Make a stand and do something amazing

  • Published
  • By Master Sgt. Donald Gramby
  • 4th Aircraft Maintenance Squadron
Many spectacular events have taken place over the past 25 years of my military career. Some events I care to remember, others not as much. One noteworthy event took place in the early 90s, prior to the Gulf War.

While stationed at Shaw Air Force Base, we presented the general with the Order of the Sword. Many should remember General Chuck Horner, whom at the time was the 9th Air Force Commander.

What was so significant about this occasion was the general's speech. As a young staff sergeant, what stood out to me most (while not taking anything away from the dialogue), was his opening statement. General Horner began his speech with a quote from the Apostle Paul, from the New Testament of the Bible. At a time when it seemed everyone was overly concerned with being politically and militarily correct, the general stood tall on his morals and faith, and delivered a speech that will always be remembered by many. Today, as non-commission officers in the Air Force, like the general, we must also make a stand.
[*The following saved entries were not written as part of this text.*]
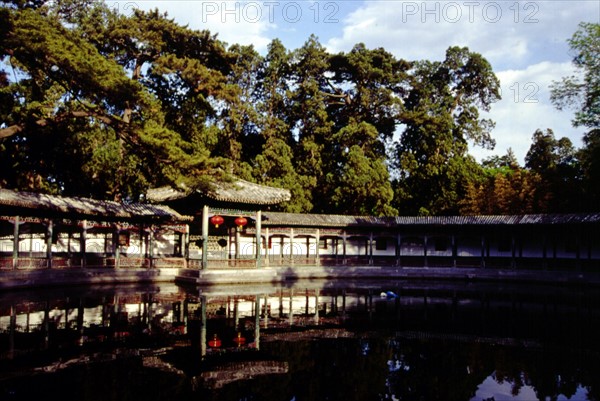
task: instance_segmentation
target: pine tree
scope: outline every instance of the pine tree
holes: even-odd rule
[[[468,142],[490,147],[493,123],[479,117],[500,98],[489,63],[467,48],[451,47],[443,62],[414,63],[397,144],[395,206],[411,214],[458,211],[480,168]]]

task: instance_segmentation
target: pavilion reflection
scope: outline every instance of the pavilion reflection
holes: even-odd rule
[[[253,381],[288,399],[309,389],[434,399],[437,389],[480,401],[513,383],[538,399],[575,400],[598,391],[599,297],[436,282],[7,293],[0,378],[129,358],[184,378],[190,391]]]

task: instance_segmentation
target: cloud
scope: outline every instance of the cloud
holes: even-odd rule
[[[583,131],[571,125],[573,113],[558,111],[550,103],[550,84],[562,76],[574,74],[570,62],[542,61],[521,70],[505,70],[496,73],[502,88],[502,100],[492,106],[486,118],[496,122],[492,135],[496,139],[493,152],[472,149],[478,159],[491,154],[506,154],[512,148],[519,162],[523,163],[531,146],[535,130],[551,128],[557,138],[566,136],[575,146],[581,146]]]
[[[515,60],[527,54],[527,42],[518,31],[505,29],[508,17],[499,3],[474,4],[480,3],[366,2],[346,18],[343,35],[327,46],[342,51],[363,42],[408,60],[442,59],[452,45],[468,46],[489,59],[510,55]]]
[[[494,68],[522,68],[564,60],[577,24],[599,13],[593,1],[366,1],[326,45],[338,52],[362,42],[407,60],[439,60],[449,46],[468,46]]]
[[[123,3],[123,2],[121,2]],[[254,45],[263,52],[277,29],[276,9],[271,2],[257,1],[135,1],[143,10],[168,13],[177,23],[192,29],[209,30],[228,45]],[[292,15],[293,10],[289,10]]]

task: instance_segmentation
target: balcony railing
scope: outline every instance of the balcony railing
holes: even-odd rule
[[[216,256],[216,255],[215,255]],[[342,256],[342,255],[297,255],[263,257],[257,261],[253,257],[242,256],[238,259],[215,257],[208,259],[206,269],[254,269],[264,267],[302,267],[302,266],[398,266],[420,268],[486,268],[486,269],[523,269],[523,270],[573,270],[600,271],[600,263],[595,258],[560,257],[523,257],[523,256]],[[201,259],[186,259],[176,256],[136,257],[86,255],[56,255],[51,259],[42,256],[0,255],[0,270],[41,270],[41,269],[202,269]]]

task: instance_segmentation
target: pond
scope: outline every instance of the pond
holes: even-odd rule
[[[599,400],[596,288],[451,281],[0,294],[1,400]]]

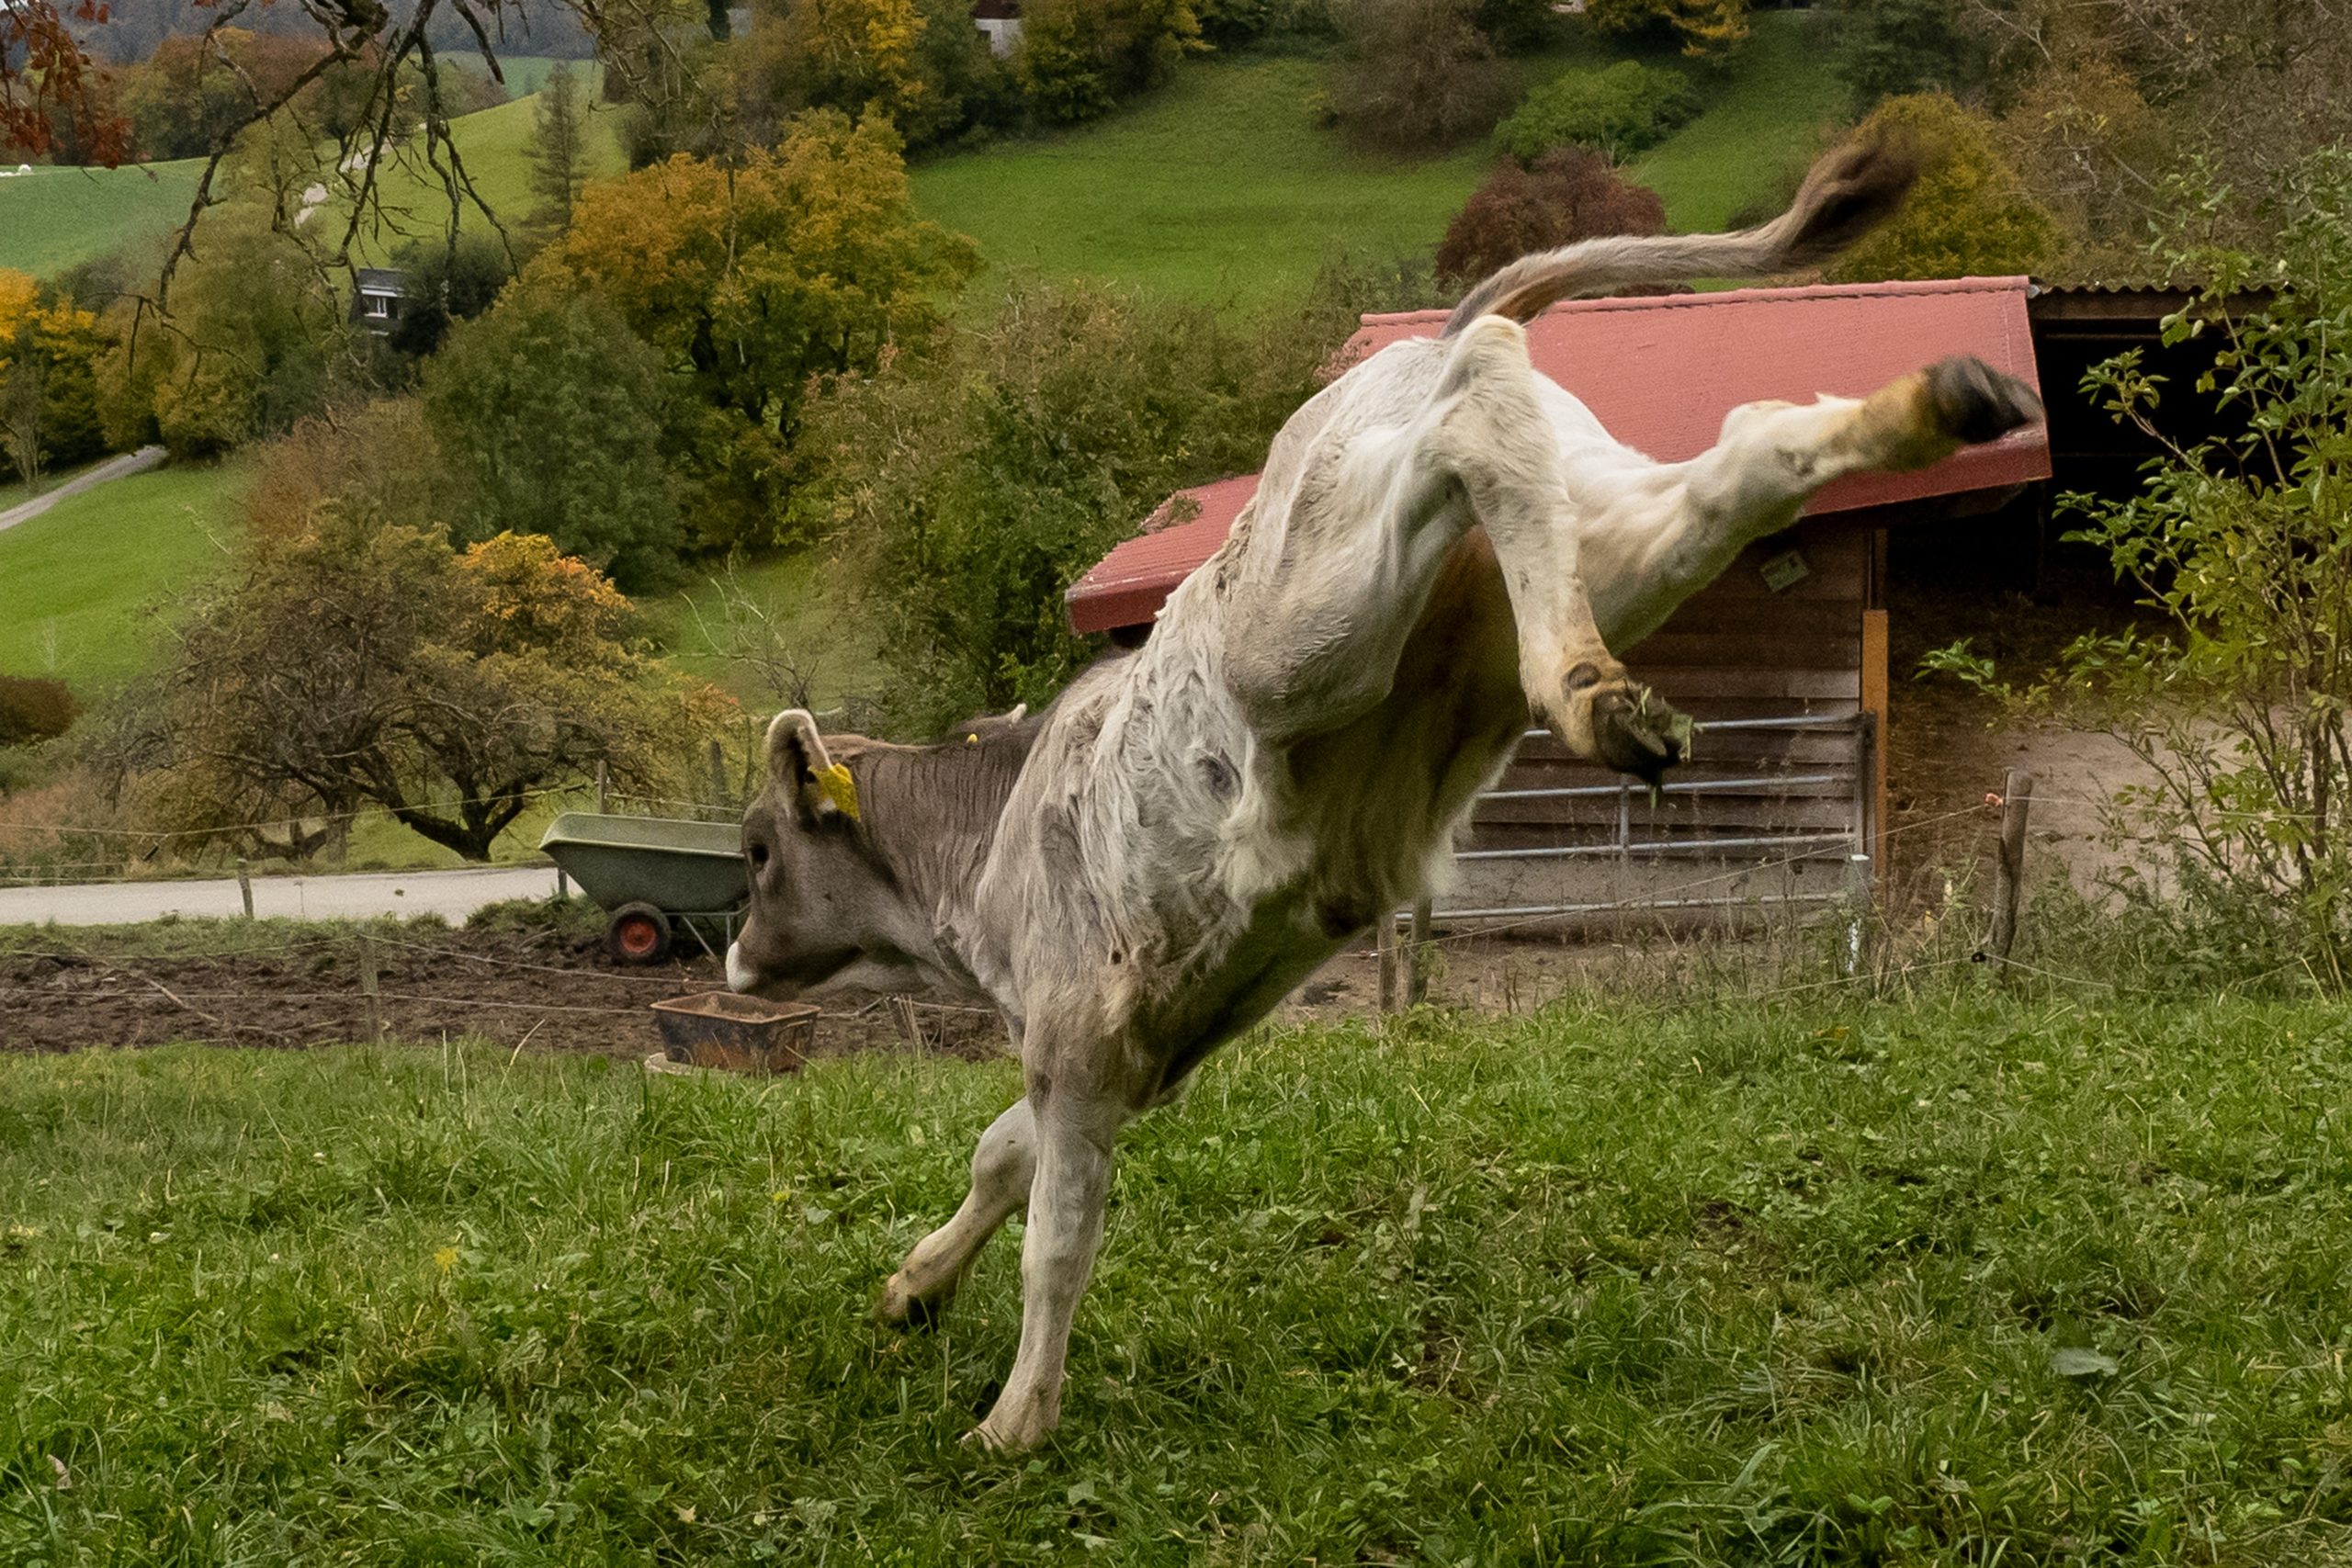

We must make a stand on our "Air Force Core Values." As members of the world's most powerful Air Force, we must continue to live out and reflect "integrity first, service before self, and excellence in all we do." Keep in mind that these values are the basis for our policies, guidance and focus. Remembering these values will help build personal dedication and commitment to the Air Force, its mission, and to all Air Force members.

We must make a stand on our military customs and courtesies. These include our acts of respect and courtesy when dealing with other people who are involved as a result of the need for order, as well as mutual respect, and a sense of fraternity that exists only among military personnel. Our customs and courtesies go beyond basic politeness. They play an extremely important role in building morale, esprit de corps, discipline, and mission effectiveness. These will ensure proper respect for the chain of command and build the foundation for self-discipline.

We must make a stand on continuous improvement. In 1993 while again stationed at Shaw AFB, S.C., I had the opportunity to create what is now the DOD training video for self-aid and buddy care. The opportunity came about by our flight's persistence to improve all we do. The primary training presentation at the time was a 35 millimeter slide presentation. But that was not good enough for the 363rd Maintenance Training Flight, so we set out to create a video training tape of our own.

Once the word got out to the Air Force about our videotape, requests came Air Force wide for copies. As a result, the ACC surgeon general got her hands on a copy, and requested us to come to Langley AFB, Va., and create a videotape for the Air Force. Two grueling weeks of directing and moulage, and the rest is history.

We must make a stand on our everyday conduct. We are all accountable for our own actions, both in the performance of duties, and in personal conduct. Throughout my 25 years, I have always tried to hold myself to practicing key ethical values. I would like to conclude with some values that have been the catapult of my career and have made this journey successful. Each day has been a lasting new experience. Continue to practice honesty, integrity, loyalty, fairness, caring, and respect. I wish you all a prosperous career and God speed.